Paper Number
PO60
Session
Poster Session
Title
Upstream wall vortices in viscoelastic flow past a cylinder
Presentation Date and Time
October 12, 2022 (Wednesday) 6:30
Track / Room
Poster Session / Riverwalk A
Authors
- Hopkins, Cameron C. (Okinawa Institute of Science and Technology)
- Haward, Simon J. (Okinawa Institute of Science and Technology)
- Shen, Amy Q. (Okinawa Institute of Science and Technology)

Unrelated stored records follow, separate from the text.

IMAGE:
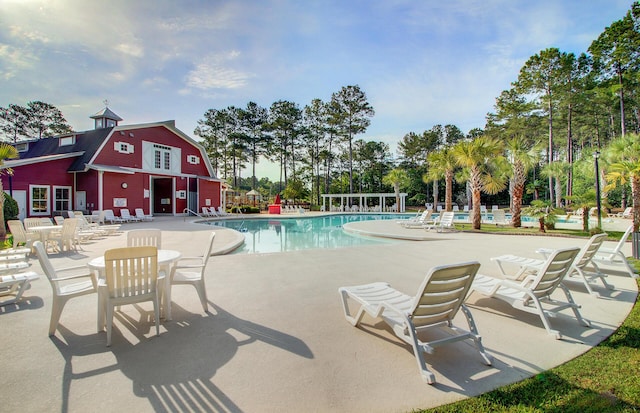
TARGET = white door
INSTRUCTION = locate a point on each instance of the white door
(81, 200)
(21, 199)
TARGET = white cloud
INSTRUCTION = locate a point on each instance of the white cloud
(216, 72)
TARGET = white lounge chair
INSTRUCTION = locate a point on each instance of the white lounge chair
(131, 276)
(536, 289)
(419, 222)
(615, 256)
(142, 216)
(20, 235)
(444, 222)
(63, 290)
(583, 266)
(109, 216)
(500, 218)
(14, 285)
(436, 303)
(627, 213)
(126, 216)
(190, 271)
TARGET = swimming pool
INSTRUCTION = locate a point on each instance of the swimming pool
(268, 235)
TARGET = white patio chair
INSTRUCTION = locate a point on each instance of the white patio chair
(582, 267)
(144, 237)
(440, 296)
(615, 256)
(131, 276)
(533, 294)
(142, 216)
(126, 215)
(20, 235)
(190, 270)
(82, 283)
(66, 238)
(14, 285)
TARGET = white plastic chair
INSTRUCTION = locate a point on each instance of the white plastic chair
(14, 285)
(20, 235)
(63, 290)
(533, 294)
(66, 238)
(435, 305)
(144, 237)
(142, 216)
(193, 274)
(615, 256)
(126, 215)
(131, 276)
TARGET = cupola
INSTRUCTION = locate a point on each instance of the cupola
(105, 119)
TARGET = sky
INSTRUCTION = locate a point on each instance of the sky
(420, 63)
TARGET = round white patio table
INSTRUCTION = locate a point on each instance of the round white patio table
(166, 266)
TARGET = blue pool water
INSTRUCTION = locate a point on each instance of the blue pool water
(267, 235)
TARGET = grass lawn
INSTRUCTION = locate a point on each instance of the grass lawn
(605, 379)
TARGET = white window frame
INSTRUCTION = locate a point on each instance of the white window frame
(67, 140)
(123, 147)
(55, 198)
(46, 200)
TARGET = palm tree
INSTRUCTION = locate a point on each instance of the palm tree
(522, 157)
(485, 167)
(6, 152)
(556, 171)
(397, 178)
(624, 156)
(440, 163)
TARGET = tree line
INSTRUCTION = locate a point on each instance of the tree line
(539, 142)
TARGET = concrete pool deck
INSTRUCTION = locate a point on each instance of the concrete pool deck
(276, 340)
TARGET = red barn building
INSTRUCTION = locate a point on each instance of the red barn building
(153, 166)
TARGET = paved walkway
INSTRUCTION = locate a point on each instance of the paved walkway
(276, 339)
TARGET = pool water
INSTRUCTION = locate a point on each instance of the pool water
(268, 235)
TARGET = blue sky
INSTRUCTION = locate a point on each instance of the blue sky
(420, 63)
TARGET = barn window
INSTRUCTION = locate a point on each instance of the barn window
(39, 200)
(67, 140)
(123, 147)
(61, 198)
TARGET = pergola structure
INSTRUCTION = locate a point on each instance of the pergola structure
(346, 199)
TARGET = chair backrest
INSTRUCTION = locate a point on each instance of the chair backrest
(47, 267)
(17, 231)
(144, 237)
(207, 252)
(446, 219)
(31, 222)
(553, 271)
(69, 228)
(498, 216)
(442, 292)
(131, 272)
(623, 240)
(589, 250)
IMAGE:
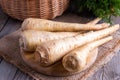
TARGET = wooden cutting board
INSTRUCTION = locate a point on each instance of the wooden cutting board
(10, 51)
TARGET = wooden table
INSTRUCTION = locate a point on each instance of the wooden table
(110, 71)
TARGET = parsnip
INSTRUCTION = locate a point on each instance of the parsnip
(95, 21)
(47, 25)
(76, 59)
(49, 52)
(31, 38)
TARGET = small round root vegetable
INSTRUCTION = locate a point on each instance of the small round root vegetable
(51, 51)
(76, 59)
(47, 25)
(31, 38)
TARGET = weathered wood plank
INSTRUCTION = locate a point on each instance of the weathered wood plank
(112, 69)
(3, 19)
(98, 75)
(7, 71)
(0, 60)
(11, 25)
(21, 76)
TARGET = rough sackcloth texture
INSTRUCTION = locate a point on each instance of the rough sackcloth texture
(10, 51)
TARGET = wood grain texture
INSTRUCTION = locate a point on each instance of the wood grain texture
(97, 75)
(3, 19)
(11, 45)
(112, 69)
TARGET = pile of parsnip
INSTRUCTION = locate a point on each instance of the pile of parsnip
(52, 41)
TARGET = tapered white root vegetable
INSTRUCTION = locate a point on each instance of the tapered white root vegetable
(76, 59)
(31, 38)
(49, 52)
(95, 21)
(47, 25)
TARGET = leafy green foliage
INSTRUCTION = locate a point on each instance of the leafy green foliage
(100, 8)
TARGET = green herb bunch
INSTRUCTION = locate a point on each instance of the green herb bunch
(100, 8)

Author and Affiliation Lines
Cameron C. Hopkins1, Simon J. Haward2 and Amy Q. Shen2
1Okinawa Institute of Science and Technology, Onna-son, Okinawa 904-0325, Japan; 2Okinawa Institute of Science and Technology, Okinawa, Japan
Speaker / Presenter
Hopkins, Cameron C.
Keywords
flow-induced instabilities; microscopy; polymer solutions; surfactants
Text of Abstract
We report a novel inertia-less, elastic flow instability for a viscoelastic, shear-thinning wormlike micellar solution flowing past a microcylinder in a channel with blockage ratio BR = 2R/W = 0.5 and aspect ratio α = H/W ≈ 5, where R ≈ 100 μm is the cylinder radius, W is the channel width, and H is the channel height. The instability manifests upstream of the cylinder and changes form with increasing Weissenberg number over the range 0.5 ≤ Wi = Uλ/R ≤ 900, where U is the average flow velocity and λ is the terminal relaxation time of the fluid. Beyond a first critical Wi, the instability begins as a bending of the streamlines near the upstream pole of the cylinder that breaks the symmetry of the flow. Beyond a second critical Wi, small time-steady, approximately symmetric wall-attached vortices form upstream of the cylinder. Beyond a third critical Wi, the flow becomes time dependent and pulses with a characteristic frequency commensurate with the breakage timescale of the wormlike micelles. This is accompanied by a breaking of the symmetry of the wall-attached vortices, where one vortex becomes considerably larger than the other. Finally, beyond a fourth critical Wi, a vortex forms attached to the upstream pole of the cylinder whose length fluctuates in time. The flow is highly time dependent, and the cylinder-attached vortex and wall-attached vortices compete dynamically for space and time in the channel. Our results add to the rapidly growing understanding of viscoelastic flow instabilities in microfluidic geometries.